Однако же не все поголовно спивались. В небольшом райцентре Омутнинске, что в двух десятках вёрст от Залазны, несколько мужиков тоже строили самолёты! В условиях глубочайшего подполья, как сопротивление во времена фашистского нашествия, – власть-то районная совсем рядом – и потому, порой совсем не зная друг о друге. Все поголовно – абсолютно неграмотные в авиастроении. Но каждый вслепую искал путь в небо. Свой путь в небо. Не имея ни специальной литературы, ни нужных для этого дела инструментов, ни материалов. Только неистребимое желание летать и святая вера в то, что так оно и будет.

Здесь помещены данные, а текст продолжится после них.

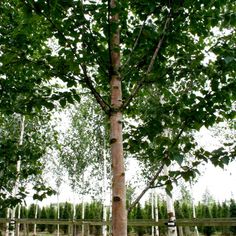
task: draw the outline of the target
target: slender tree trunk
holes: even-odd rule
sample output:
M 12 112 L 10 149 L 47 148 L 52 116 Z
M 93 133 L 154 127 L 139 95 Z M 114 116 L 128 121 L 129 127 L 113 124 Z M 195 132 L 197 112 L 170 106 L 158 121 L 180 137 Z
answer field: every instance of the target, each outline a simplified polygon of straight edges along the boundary
M 154 210 L 154 208 L 155 208 L 155 206 L 154 206 L 154 189 L 152 189 L 152 192 L 151 192 L 151 202 L 152 202 L 152 204 L 151 204 L 151 206 L 152 206 L 152 220 L 155 220 L 155 210 Z M 152 226 L 152 236 L 154 236 L 155 235 L 155 228 L 154 228 L 154 226 Z
M 72 225 L 73 236 L 76 236 L 76 224 L 74 224 L 75 220 L 76 220 L 76 203 L 75 203 L 75 191 L 73 190 L 73 225 Z
M 107 192 L 107 159 L 106 159 L 106 138 L 104 129 L 104 144 L 103 144 L 103 209 L 102 219 L 104 222 L 107 221 L 107 204 L 106 204 L 106 192 Z M 102 226 L 102 235 L 107 236 L 107 225 Z
M 34 215 L 34 219 L 36 220 L 38 218 L 38 200 L 36 201 L 36 205 L 35 205 L 35 215 Z M 34 236 L 37 235 L 37 224 L 34 224 Z
M 22 146 L 22 144 L 23 144 L 24 131 L 25 131 L 25 116 L 22 116 L 21 127 L 20 127 L 20 137 L 19 137 L 19 146 Z M 17 164 L 16 164 L 16 175 L 17 175 L 17 178 L 16 178 L 16 182 L 15 182 L 13 197 L 16 197 L 16 195 L 17 195 L 17 193 L 19 191 L 20 169 L 21 169 L 21 157 L 19 156 L 19 159 L 18 159 Z M 16 207 L 14 207 L 11 210 L 11 222 L 12 222 L 12 224 L 14 224 L 13 222 L 15 221 L 15 218 L 16 218 Z M 20 216 L 18 216 L 18 218 L 20 218 Z M 10 236 L 15 236 L 16 230 L 19 229 L 18 225 L 19 224 L 12 225 L 13 227 L 11 227 L 11 229 L 9 231 Z
M 83 173 L 83 184 L 84 184 L 84 173 Z M 84 185 L 82 186 L 82 189 L 84 189 Z M 84 202 L 84 195 L 82 194 L 82 215 L 81 215 L 81 218 L 82 218 L 82 221 L 84 221 L 84 217 L 85 217 L 85 202 Z M 82 232 L 81 232 L 81 236 L 84 236 L 85 235 L 85 225 L 82 223 Z
M 192 183 L 191 182 L 190 182 L 190 188 L 191 188 L 191 192 L 192 192 L 193 219 L 196 219 L 196 209 L 195 209 L 195 204 L 194 204 L 193 190 L 192 190 Z M 194 226 L 194 235 L 199 236 L 198 227 L 196 225 Z
M 158 222 L 159 221 L 159 217 L 158 217 L 158 196 L 157 196 L 157 192 L 154 192 L 154 212 L 155 212 L 155 221 Z M 155 236 L 159 236 L 159 228 L 158 226 L 155 226 Z
M 169 175 L 169 169 L 164 166 L 165 175 Z M 172 198 L 166 195 L 167 215 L 168 215 L 168 236 L 177 236 L 177 228 L 175 226 L 175 209 Z
M 7 219 L 10 219 L 10 211 L 11 211 L 11 209 L 7 208 L 7 216 L 6 216 Z M 9 236 L 9 222 L 6 223 L 6 234 L 5 234 L 5 236 Z
M 120 31 L 119 15 L 114 10 L 116 0 L 111 0 L 111 30 L 115 27 L 115 32 L 111 32 L 111 114 L 110 114 L 110 144 L 112 157 L 112 235 L 127 235 L 127 213 L 125 194 L 125 168 L 123 157 L 122 139 L 122 90 L 120 69 Z M 114 13 L 115 12 L 115 13 Z M 113 27 L 114 26 L 114 27 Z
M 57 219 L 60 220 L 59 186 L 57 186 Z M 60 236 L 59 224 L 57 224 L 57 236 Z
M 18 204 L 18 212 L 17 212 L 17 218 L 18 218 L 18 219 L 21 218 L 20 212 L 21 212 L 21 205 Z M 19 224 L 19 223 L 16 224 L 16 235 L 17 235 L 17 236 L 20 235 L 20 224 Z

Сталевар Владимир Сергеевич Саулов свою квартиру на четвёртом этаже преобразовал в настоящий авиазаводик. Готовый, собранный в жилище самолёт он сначала разбирал на отдельные части и через балкон спускал вниз на верёвке. А потом собирал на месте испытаний. Шофёр Александр Викторович Шиляев ради главного дела своей жизни из городской благоустроенной квартиры вообще перебрался в старый дом, купленный в глухой деревне и превращённый в ангар. И таких беззаветных энтузиастов в одном только Омутнинском можно было насчитать десятка полтора. Думали, строили. Будили тишину своими несовершенными движками, резали небо самодельными винтами. Падали, но снова взлетали. Случались, конечно, и трагедии.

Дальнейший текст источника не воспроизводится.